Levenson, R. W. (1992). Autonomic nervous system differences among emotions. Psychological Science, 3(1), 23-27.

Loftus, E. F. (1979). The malleability of human memory: Information introduced after we view an incident can transform memory. American Scientist, 67(3), 312-320.

Mobbs, D., Hagan, C. C., Dalgleish, T., Silston, B., & Prévost, C. (2015). The ecology of human fear: survival optimization and the nervous system. Frontiers in neuroscience, 9, 55.

Öhman, A., Flykt, A., & Esteves, F. (2001). Emotion drives attention: detecting the snake in the grass. Journal of experimental psychology: general, 130(3), 466.

Rolls, E. T. (1990). A theory of emotion, and its application to understanding the neural basis of emotion. Cognition & Emotion, 4(3), 161-190.

Rolls, E. T. (2000). On the brain and emotion. Behavioral and brain sciences, 23(2), 219-228.

Scherer, K. R., Schorr, A., & Johnstone, T. (Eds.). (2001). Appraisal processes in emotion: Theory, methods, research. Oxford University Press.

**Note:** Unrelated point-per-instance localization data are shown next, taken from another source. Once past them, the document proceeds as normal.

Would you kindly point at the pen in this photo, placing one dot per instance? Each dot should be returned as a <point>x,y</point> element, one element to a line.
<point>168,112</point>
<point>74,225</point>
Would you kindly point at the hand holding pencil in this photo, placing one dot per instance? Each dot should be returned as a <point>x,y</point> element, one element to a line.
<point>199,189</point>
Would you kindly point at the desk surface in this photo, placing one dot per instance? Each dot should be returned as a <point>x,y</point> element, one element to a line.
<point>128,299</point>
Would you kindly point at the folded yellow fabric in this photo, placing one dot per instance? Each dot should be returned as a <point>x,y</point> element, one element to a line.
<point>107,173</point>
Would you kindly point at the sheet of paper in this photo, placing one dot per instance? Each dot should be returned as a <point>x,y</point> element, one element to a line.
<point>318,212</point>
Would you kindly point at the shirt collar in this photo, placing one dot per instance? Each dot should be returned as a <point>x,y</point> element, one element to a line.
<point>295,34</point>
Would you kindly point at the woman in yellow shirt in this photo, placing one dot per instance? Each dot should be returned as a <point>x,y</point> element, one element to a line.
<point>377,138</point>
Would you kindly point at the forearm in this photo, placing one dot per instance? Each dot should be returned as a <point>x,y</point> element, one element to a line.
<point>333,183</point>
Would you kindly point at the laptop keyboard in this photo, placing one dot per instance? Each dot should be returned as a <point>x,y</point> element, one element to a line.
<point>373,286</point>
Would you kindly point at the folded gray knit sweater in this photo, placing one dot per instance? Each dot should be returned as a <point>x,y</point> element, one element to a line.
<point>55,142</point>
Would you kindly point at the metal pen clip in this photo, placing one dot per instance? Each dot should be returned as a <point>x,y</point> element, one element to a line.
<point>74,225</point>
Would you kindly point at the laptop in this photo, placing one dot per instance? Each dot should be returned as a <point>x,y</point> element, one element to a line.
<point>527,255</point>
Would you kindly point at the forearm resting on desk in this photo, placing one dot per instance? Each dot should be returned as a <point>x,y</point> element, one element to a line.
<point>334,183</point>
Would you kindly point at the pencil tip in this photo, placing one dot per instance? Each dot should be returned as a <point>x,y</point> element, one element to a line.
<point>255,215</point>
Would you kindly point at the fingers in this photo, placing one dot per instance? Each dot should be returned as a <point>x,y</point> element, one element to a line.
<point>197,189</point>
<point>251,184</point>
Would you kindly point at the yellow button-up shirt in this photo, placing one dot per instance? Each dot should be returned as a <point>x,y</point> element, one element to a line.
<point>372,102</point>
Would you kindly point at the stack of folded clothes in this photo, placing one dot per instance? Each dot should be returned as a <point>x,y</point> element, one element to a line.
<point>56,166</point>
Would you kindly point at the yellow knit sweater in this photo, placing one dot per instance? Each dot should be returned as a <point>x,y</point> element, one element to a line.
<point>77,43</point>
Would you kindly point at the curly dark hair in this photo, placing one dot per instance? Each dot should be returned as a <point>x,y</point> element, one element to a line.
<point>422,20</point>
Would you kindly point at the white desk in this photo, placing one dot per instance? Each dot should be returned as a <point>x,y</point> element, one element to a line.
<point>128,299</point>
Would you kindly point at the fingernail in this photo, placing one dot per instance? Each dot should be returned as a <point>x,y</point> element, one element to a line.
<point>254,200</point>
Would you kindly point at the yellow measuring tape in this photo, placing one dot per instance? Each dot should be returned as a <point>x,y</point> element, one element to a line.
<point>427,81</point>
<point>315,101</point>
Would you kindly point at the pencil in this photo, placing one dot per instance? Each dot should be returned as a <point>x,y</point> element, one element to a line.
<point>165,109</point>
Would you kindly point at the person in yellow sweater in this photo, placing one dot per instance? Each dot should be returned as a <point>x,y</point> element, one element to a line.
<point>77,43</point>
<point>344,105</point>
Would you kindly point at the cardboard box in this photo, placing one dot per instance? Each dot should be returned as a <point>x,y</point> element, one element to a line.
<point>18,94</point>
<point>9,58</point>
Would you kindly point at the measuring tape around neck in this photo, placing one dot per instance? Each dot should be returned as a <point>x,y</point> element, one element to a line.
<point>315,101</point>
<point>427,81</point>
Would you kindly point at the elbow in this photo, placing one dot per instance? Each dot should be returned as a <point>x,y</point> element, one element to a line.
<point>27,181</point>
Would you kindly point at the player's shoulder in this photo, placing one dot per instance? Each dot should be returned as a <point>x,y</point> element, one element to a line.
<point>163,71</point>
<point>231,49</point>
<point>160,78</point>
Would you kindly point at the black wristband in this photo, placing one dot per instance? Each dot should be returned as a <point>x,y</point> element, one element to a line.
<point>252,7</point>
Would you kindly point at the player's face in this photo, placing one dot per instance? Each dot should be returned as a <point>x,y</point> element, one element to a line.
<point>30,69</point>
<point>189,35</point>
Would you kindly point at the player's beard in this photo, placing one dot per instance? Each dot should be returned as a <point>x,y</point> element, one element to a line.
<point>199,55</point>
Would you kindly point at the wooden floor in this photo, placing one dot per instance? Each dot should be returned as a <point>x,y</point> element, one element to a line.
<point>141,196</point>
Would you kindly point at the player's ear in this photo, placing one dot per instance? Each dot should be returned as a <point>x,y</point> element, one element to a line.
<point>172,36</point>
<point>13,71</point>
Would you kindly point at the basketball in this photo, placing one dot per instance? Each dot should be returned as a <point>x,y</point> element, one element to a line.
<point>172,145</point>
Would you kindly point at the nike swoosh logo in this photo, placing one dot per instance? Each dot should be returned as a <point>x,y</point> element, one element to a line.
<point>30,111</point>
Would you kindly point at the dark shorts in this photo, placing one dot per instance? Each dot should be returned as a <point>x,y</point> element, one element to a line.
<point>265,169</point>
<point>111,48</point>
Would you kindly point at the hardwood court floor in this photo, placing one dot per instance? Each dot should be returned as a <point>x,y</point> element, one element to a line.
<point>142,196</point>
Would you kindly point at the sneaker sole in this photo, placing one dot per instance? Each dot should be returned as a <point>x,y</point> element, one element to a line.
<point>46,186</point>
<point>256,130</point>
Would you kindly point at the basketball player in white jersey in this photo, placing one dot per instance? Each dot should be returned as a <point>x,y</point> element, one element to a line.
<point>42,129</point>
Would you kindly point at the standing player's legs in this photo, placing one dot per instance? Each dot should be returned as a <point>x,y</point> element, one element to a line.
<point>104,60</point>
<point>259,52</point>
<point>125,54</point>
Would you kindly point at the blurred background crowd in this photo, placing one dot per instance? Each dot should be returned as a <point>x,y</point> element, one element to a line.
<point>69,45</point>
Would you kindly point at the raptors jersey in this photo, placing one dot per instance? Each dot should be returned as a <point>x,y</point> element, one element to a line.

Smith, S. M., & Vela, E. (2001). Environmental context-dependent memory: A review and meta-analysis. Psychonomic bulletin & review, 8(2), 203-220.

Swain, J. E. (2008). Baby stimuli and the parent brain: functional neuroimaging of the neural substrates of parent-infant attachment. Psychiatry (Edgmont), 5(8), 28.

Steblay, N. M. (1992). A meta-analytic review of the weapon focus effect. Law and Human Behavior, 16(4), 413-424.

Watt, D. F. (2005). Social bonds and the nature of empathy. Journal of Consciousness Studies, 12(8-9), 185-209.